Determining S3 listing order

Some third-party implementations of Amazon’s S3 protocol return object information (‘file listings’) in UTF-16 code-unit order rather than the Amazon-compatible Unicode code-point order.

Introduced in Moonwalk 2023.2, when configuring Moonwalk’s s3generic:// plugin (as well as certain other plugins that provide 3rd party S3 support such as s3cos://), a ‘UTF-16 listing order work-around’ option is provided in the Plugin Configuration panel to allow Moonwalk to correctly process results returned in this non-standard order and thereby allow correct and complete scanning of your S3 buckets.

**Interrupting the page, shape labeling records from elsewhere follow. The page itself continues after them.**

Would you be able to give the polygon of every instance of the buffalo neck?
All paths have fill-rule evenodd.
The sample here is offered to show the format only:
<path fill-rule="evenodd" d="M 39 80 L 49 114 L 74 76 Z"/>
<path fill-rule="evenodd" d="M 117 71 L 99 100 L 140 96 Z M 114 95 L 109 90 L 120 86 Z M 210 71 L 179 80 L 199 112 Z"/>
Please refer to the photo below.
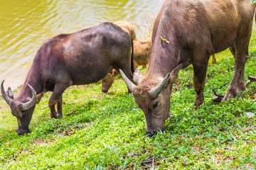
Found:
<path fill-rule="evenodd" d="M 41 81 L 41 76 L 39 74 L 37 74 L 35 72 L 34 72 L 34 67 L 32 65 L 31 69 L 28 72 L 25 82 L 21 87 L 21 92 L 18 94 L 18 96 L 17 96 L 17 98 L 19 98 L 21 102 L 26 102 L 28 101 L 28 98 L 32 97 L 32 91 L 27 84 L 31 85 L 33 89 L 34 89 L 36 94 L 43 92 L 43 82 Z"/>

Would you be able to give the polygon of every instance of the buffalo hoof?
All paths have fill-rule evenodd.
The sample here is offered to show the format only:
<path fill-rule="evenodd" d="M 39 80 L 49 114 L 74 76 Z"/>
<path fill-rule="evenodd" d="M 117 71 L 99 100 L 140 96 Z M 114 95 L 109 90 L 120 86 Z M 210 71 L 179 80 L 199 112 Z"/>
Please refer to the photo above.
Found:
<path fill-rule="evenodd" d="M 102 90 L 103 93 L 107 93 L 108 90 Z"/>
<path fill-rule="evenodd" d="M 19 130 L 18 128 L 16 130 L 16 131 L 17 132 L 18 135 L 24 135 L 26 133 L 30 133 L 29 130 Z"/>
<path fill-rule="evenodd" d="M 156 134 L 156 132 L 146 131 L 146 135 L 149 137 L 152 137 L 155 134 Z"/>
<path fill-rule="evenodd" d="M 54 115 L 52 114 L 52 115 L 50 115 L 50 118 L 62 118 L 63 115 L 60 115 L 60 114 L 58 114 L 58 113 L 54 114 Z"/>

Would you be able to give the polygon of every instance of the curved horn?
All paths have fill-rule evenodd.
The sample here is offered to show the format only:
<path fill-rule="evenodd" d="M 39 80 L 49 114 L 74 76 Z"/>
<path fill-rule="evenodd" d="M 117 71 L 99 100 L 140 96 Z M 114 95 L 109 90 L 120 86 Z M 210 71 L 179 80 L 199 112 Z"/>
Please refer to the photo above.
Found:
<path fill-rule="evenodd" d="M 164 80 L 159 85 L 157 85 L 157 86 L 155 86 L 149 90 L 149 94 L 153 98 L 156 98 L 159 95 L 159 94 L 164 90 L 164 87 L 168 83 L 169 77 L 170 73 L 169 72 L 167 75 L 164 77 Z"/>
<path fill-rule="evenodd" d="M 11 103 L 13 102 L 13 101 L 12 101 L 11 99 L 6 95 L 6 94 L 5 91 L 4 91 L 4 81 L 5 81 L 5 80 L 3 80 L 3 81 L 2 81 L 1 84 L 1 94 L 2 94 L 2 96 L 3 96 L 4 98 L 4 100 L 6 101 L 7 104 L 8 104 L 9 106 L 10 106 L 10 105 L 11 105 Z"/>
<path fill-rule="evenodd" d="M 36 92 L 31 85 L 29 85 L 28 84 L 27 84 L 32 91 L 33 96 L 32 96 L 32 98 L 29 101 L 22 104 L 22 110 L 28 110 L 28 108 L 31 108 L 31 107 L 35 106 L 36 103 Z"/>
<path fill-rule="evenodd" d="M 124 73 L 122 71 L 122 69 L 119 69 L 119 72 L 121 74 L 122 78 L 124 79 L 125 84 L 127 85 L 128 89 L 133 93 L 136 85 L 134 84 L 129 79 L 128 77 L 124 74 Z"/>

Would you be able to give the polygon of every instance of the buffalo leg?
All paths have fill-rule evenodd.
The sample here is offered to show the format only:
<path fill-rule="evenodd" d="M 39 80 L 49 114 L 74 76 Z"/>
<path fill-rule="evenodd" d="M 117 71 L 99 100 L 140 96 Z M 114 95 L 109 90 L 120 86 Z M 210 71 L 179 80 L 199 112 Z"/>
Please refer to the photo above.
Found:
<path fill-rule="evenodd" d="M 209 59 L 210 56 L 208 57 Z M 203 89 L 206 84 L 206 70 L 208 67 L 208 61 L 202 63 L 194 61 L 193 63 L 193 84 L 196 92 L 196 97 L 194 104 L 194 110 L 199 108 L 199 106 L 203 103 Z"/>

How do you determine whether you need to enable this option?

The following experiment will test the sort order of your S3-compatible device.

  1. Create a new folder on a Windows server with Moonwalk Agent installed
  2. Add files with the EXACT names shown below - use cut & paste to get them right
    • file_ꦏ_1.txt
    • file__2.txt
    • file__3.txt
    • file_𐎣_4.txt
      • Don’t worry about the order that Windows shows the files in and don’t worry if some programs just show the characters between the underscores as a box or a question mark etc
  3. Use an Ingest policy to upload this folder to a test bucket on your S3-compatible storage
  4. Use a Gather Statistics policy to scan the location to which you just ingested the files
    a. Tick ‘Export raw file metadata
    b. Untick the ‘Compress (gzip)’ option
    c. Choose ‘CSV’ format
  5. Check the exported CSV data (e.g. using notepad) to determine the order in which the files appear:
    • If the files appear in 1, 2, 3, 4 order: congratulations, your S3-compatible device uses the expected AWS ordering - you should NOT tick the workaround box
    • If the files appear in 1, 4, 2, 3 order: your device is using UTF-16 code-unit order - you WILL need to tick the ‘UTF-16 listing order work-around’ box

Note: this option does not change the order in which results are actually returned, it just ensures that Moonwalk processes them correctly.